An offer for team Sky to ponder

The Times

Imagine if Polo Tang was Sky’s senior independent director. The UBS analyst has just raised his target price for the satellite broadcaster to £13.70 a share. So, you’d think he’d have held out for a bit more than Martin Gilbert, the real Sky SID. He’s just agreed a £10.75-per-share cash offer from 21st Century Fox for the 61 per cent of the business it doesn’t already own, valuing the company at £18.5 billion. How come, you ask, when the likes of Mr Tang reckon that, “after a period of heavy investment”, Sky’s profitability is about to ramp up? He forecasts £2.3 billion of operating profits by 2020, £700 million more than Sky made last year.

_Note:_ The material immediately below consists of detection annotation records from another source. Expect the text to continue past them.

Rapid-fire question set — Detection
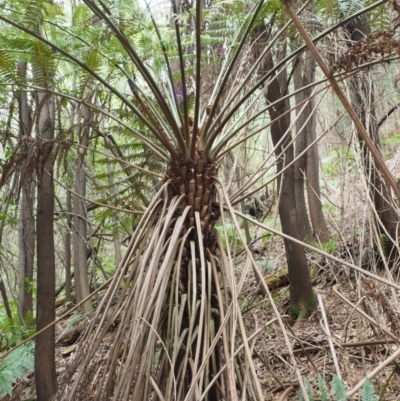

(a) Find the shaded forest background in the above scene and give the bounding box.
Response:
[0,0,400,400]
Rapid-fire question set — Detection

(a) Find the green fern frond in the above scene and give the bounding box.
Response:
[0,342,35,396]
[318,373,328,401]
[332,375,347,401]
[360,377,376,401]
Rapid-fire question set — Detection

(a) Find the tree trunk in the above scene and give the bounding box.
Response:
[73,104,93,313]
[18,61,35,324]
[35,70,57,401]
[346,20,399,260]
[293,51,330,242]
[266,50,315,320]
[65,185,72,308]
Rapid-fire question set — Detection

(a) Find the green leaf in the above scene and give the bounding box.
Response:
[332,375,347,401]
[0,341,35,396]
[360,377,376,401]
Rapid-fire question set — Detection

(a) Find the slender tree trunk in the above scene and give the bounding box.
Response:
[65,186,72,308]
[107,163,122,267]
[35,74,57,401]
[18,61,35,324]
[73,104,93,313]
[0,279,13,322]
[293,51,330,242]
[346,20,400,260]
[266,50,315,319]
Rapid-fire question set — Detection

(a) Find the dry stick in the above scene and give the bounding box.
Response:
[282,0,400,201]
[216,178,310,401]
[317,294,342,379]
[280,340,397,356]
[333,284,399,343]
[198,317,278,401]
[279,386,296,401]
[234,210,400,290]
[0,276,114,359]
[54,171,144,214]
[347,348,400,398]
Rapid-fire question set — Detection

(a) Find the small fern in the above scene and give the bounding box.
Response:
[360,377,376,401]
[298,373,378,401]
[0,342,35,396]
[332,375,347,401]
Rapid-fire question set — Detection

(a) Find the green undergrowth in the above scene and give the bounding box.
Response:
[298,373,381,401]
[0,341,35,397]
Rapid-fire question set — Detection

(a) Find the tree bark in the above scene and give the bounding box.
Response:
[35,74,57,401]
[266,50,315,319]
[17,61,35,324]
[346,20,400,260]
[293,51,330,242]
[73,103,93,313]
[65,186,72,308]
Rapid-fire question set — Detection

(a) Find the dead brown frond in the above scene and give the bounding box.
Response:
[57,178,262,401]
[332,29,400,73]
[0,136,69,188]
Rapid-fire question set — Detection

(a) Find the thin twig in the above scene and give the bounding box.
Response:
[317,294,342,379]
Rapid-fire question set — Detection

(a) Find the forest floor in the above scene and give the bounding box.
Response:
[4,148,400,401]
[5,233,400,401]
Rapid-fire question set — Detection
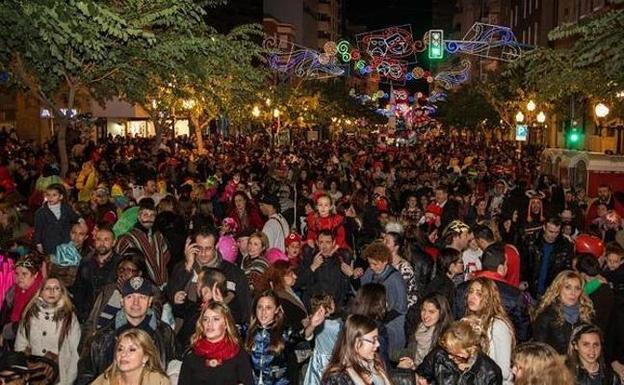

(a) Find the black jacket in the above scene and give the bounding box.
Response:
[416,347,503,385]
[74,316,178,385]
[70,252,121,322]
[167,256,252,325]
[297,248,351,310]
[533,305,581,354]
[576,364,622,385]
[520,230,574,296]
[453,279,531,342]
[33,202,80,254]
[178,348,253,385]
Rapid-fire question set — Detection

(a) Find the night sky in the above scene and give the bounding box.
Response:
[345,0,432,35]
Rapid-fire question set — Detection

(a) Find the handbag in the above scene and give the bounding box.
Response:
[388,368,416,385]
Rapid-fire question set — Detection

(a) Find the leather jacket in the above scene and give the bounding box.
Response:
[416,346,503,385]
[521,230,574,296]
[74,310,177,385]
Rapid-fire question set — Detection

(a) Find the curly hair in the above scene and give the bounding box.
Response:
[512,342,574,385]
[466,277,515,353]
[531,270,594,325]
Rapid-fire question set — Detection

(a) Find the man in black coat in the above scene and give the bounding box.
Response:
[521,217,574,297]
[70,226,121,321]
[453,238,531,342]
[75,277,177,385]
[297,230,352,310]
[167,227,252,325]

And, who knows, he might even be right. Yet, that’s not quite the point. Mr Gilbert, the Aberdeen Asset Management boss, and the rest of the independent committee had to judge something else: whether the offer from the Rupert Murdoch-controlled 21st Century Fox should be put to Sky’s investors. And, here, it’s hard to disagree with Mr Gilbert that he had no choice but to let them decide the merits of a bid at a 36 per cent premium to the previous close — or 40 per cent before the offer started to leak.

The committee had already rebuffed two offers, thought to have started at about £10 a share — and the higher price was conditional on a board recommendation. True, the dollar’s post-Brexit vote strength helped. But the Murdoch bid is still at a larger premium than most involving big minority shareholders. Twenty per cent is the going rate: what British American Tobacco offered in October for the 58 per cent of Reynolds it doesn’t own. The committee’s also insisted that the bid is approved by a majority of independent shareholders, even if it gets changed from a scheme of arrangement to an offer, while there’s a £200 million break-fee too.

True, the committee’s view that £10.75 was the max 21st Century Fox could produce without a capital raise is less persuasive, while the extra 10p special dividend should the bid drag into 2018 is the least you’d expect. But investors would have been furious if Mr Gilbert had simply batted the bid away.

Besides, there’s a long way to go: a year of political and regulatory scrutiny. And maybe it’s telling that 21st Century Fox has not made its offer final: a bit of room for a bump, then, if hedge funds flood the register and demand one. There’s another issue too: not everyone is quite as keen on Sky’s prospects as Mr Tang, fretting about ageing satellite technology, competition from Netflix or those illegal sports streaming sites showing the big match. Last month, analysts at Bank of America Merrill Lynch came up with a price target of £4 a share. Add it up, then, and Mr Gilbert has done his job for Sky shareholders: given them an offer to argue about.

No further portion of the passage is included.